Another reason I had intended to try and make this prototype into something more than just a prototype is that I had used Unity3D for about a year before, and had become fairly comfortable with C# as a programming language. However two changes occurred to make me disregard that fact. The first is that the course I wanted to take at the time if I went to university (Northumbria which I shall be attending September 2015) would have me programming in C++.

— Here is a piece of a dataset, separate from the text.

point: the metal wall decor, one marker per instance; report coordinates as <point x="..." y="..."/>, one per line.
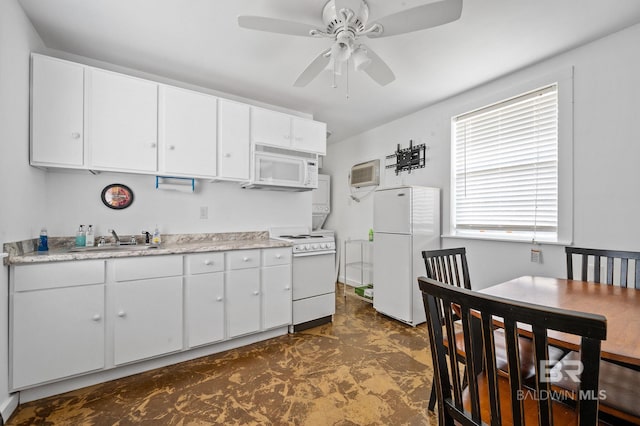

I came to the conclusion that getting ahead and learning C++ before the course began was probably a good idea anyway. Secondly, research suggested that the games industry relied heavily on C++ for its underlying technology due to its high performance capabilities when in the right hands. Again to get ahead of the curve, I decided that learning C++ was worth the temporary reduction in productivity whilst I acclimatised to the language considering the potential future benefit.

Improved Voxel Storage

In the video above it can be seen that Voxtric had many of the features that it has at the time of writing now, but just less well implemented. For example, voxel data used to be stored in an jagged array of 16*16*16 blocks per voxel, which of course lead to memory fragmentation. Now voxel data is stored in a single array with a size of 4096, and a voxel is accessed through a simple equation to find the right index in the array from 3 co-ordinates as seen in the code snippet below.

There are lots of small optimisations like this that make a big overall difference to both the speed and memory consumption of Voxtric that weren’t in the prototype such as storing all block data in a single 2 byte number and using bit shifting to get different elements of information from the block.